The past of this Korčula cookie evades me in the multitude of similar Mediterranean recipes. The klašun is apparently the simplest cake of short pastry stuffed with nuts, like sweet carnival rafioli. The stuffing can vary, and the little cushions of pastry conceal almonds, walnuts, cheese, dried fruit... We can only collect numerous recipes and slowly try them out and mark down the differences. Although similar, the preparation and the occasion for which they are made, differ from place to place. On Korčula they are made at a time when it was necessary to show abundance and when they had to keep. There was always an impulse to forestall time by putting foods away, and the simple everyday life seldom offered anything sweet. The klašun was once only made for special occasions, usually for all rites of passages, from baptism to weddings. Probably the richer households had reserves to offer unexpected guests. The unexpected guest had to be offered something, and that something would be kept in the tins and on plates of biscuits that stood on the sideboards. The klašun is a cookie that keeps wonderfully, if it is allowed to. Only after two or three days does it become perfect. A crumbly, soft, sweet nutty morsel that can last days. A bit further, on Pelješac Peninsula, the klašun is a hot and sweet morsel typical of the Mediterranean carnival. Like the many sweet versions of ravioli that are prepared on both sides of the Adriatic, fried cakes are always put on the table for serious gorging before a fast 40 days long.

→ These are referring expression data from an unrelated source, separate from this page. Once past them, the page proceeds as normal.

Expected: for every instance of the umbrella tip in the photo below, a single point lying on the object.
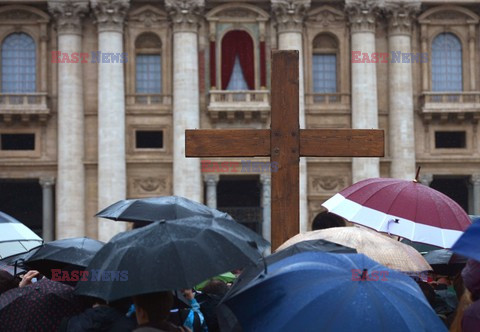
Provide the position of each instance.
(416, 175)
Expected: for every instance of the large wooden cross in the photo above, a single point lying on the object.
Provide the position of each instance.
(284, 143)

Love for baking cakes and old recipes impelled Smiljana in 1994 to open the door of the sweetest shop on Korčula. Cukarin is not a fashionable cafe, a dull or tarty pastry-shop, but a simple little shop in which on the whole old-fashioned Korcular sweets are bought. Hard to choose, until you find your favourite. Perhaps the short cukarin with a slight citrus flavour, usually served with prošek, the delicious harubica, of carob and orange marmalade, delicate amarettos of almonds that are prepared elsewhere only on Sardinia, the one-time nuptial klašun flavoured with rose brandy, the recipe for which Smiljana reconstructed from a number of recipes, some of which are more than a hundred years old or the irresistible favourite sugared almond (broštulan). Almonds are prepared in two ways on Korčula – in caramel and white. These last are specialities of Korčula, and are prepared nowhere else. Each one of these cookies is special, but all tell a sincere tale of love, time and island.